I came across Stéphanie’s work when she published this great blog post on color accessibility. We talk about web accessibility in general and other aspects to consider like images, emojis, accents, and how to use screen readers. It’s a topic that many of us have probably not thought about hard enough.
I would be interested to hear about the techniques, strategies, and tools you use to make your content accessible to more people. Please drop me a note in the comment section below or reach out on Twitter.
Stéphanie’s post on color accessibility
The Domino’s web accessibility court case
Support the Show
This show is completely listener-supported. There are no ads on the show notes page or in the audio. If you would like to financially support the show, please check out my Patreon page, where just for a few bucks a month, you can get a sneak peek at guests, grab stickers, or even a podcast mug. Your support helps me cover audio editing services, transcription services, and more. You can also support the show by sharing it with others and reviewing it on iTunes or your favorite podcast provider.
Jon Schwabish: Hi everyone. Welcome back to the PolicyViz podcast. I’m your host, Jon Schwabish. I hope you’re well. I hope it’s not too cold where you are. The weather is kind of up and down here in DC, but we are home to the world champion Washington Nationals, so we’ll take that. On this week’s show, I’m excited to have Stéphanie Walter joined me. Stéphanie had a post a while back a bit ago about making your visualizations and your designs color accessible to people who might have a color vision issues or might have intellectual disabilities or might have other constraints that they need to interact with your website or with your tools or with your software or whatever it is. So I was really interested to hear what she’s thinking about when it comes to accessibility because I’m of course thinking about it when it comes to data visualization, how do we make our scatterplots and how do we make our slip charts and how do we make all of the visualization tools that we create and publish, how do we make them accessible to folks who need to use them and may have some other needs when it comes to working with a website. So we chatted for awhile and I hope you’ll enjoy the show.
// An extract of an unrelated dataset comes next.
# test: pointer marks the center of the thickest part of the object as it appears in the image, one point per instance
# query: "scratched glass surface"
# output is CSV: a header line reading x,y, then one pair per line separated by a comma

Before we get to that, don’t forget that I do rely on the support of my listeners. So if you would like to share the show with other folks in your social networks or with your friends, or even call your folks up and tell them that the show is great I’d love to do that. I’d love to see that happening and if you’d like to support the show financially, that’d be great. I’ve set up a couple of new tiers over at Patreon. So you can go over on checkout what goodies you can get if you’d just like to support the show with three or five bucks a month something like that. It helps me cover all the costs associated with the show. So I’m really thankful for the folks that are my current Patreons and we’d love to see some more so I can keep bringing this show to every other week.
So this is my conversation with Stephanie and I hope you’ll enjoy it.
JS: Hi Stephanie, how are you? Thanks for coming on the show.
Stéphanie Walter: Thanks for having me. Hi.
JS: I’ve been following your Twitter feed now since this post you wrote a little while ago that we’ll talk about. I’m amazed at all the great stuff that you have that comes out. It’s like daily inspiration to watch your Twitter feed go by.
SW: Thanks. I need to read a lot of articles.
JS: Yeah that’s true. That’s like you’re becoming my like library of what to read for the day. Yeah. That’s pretty nice to have. So I thought we would talk about design and we talk about accessibility and whatever else we just want to chat about. Do you want to maybe talk a little bit about yourself and your background and so people can get to know you?
SW: Yeah, sure. So I am a designer, UX designer to be precise. I’m French originally but I currently work in Luxembourg. So I also like worked in Germany little bit, in France and now in Luxembourg and yeah, at the moment I’m a consultant, which means it’s actually really cool because it means that I get to go to company, have them sort of some issues and try to put some process in places and everything regarding user experience, user research, also trying to bring a little bit more UX and design maturity to some of those companies.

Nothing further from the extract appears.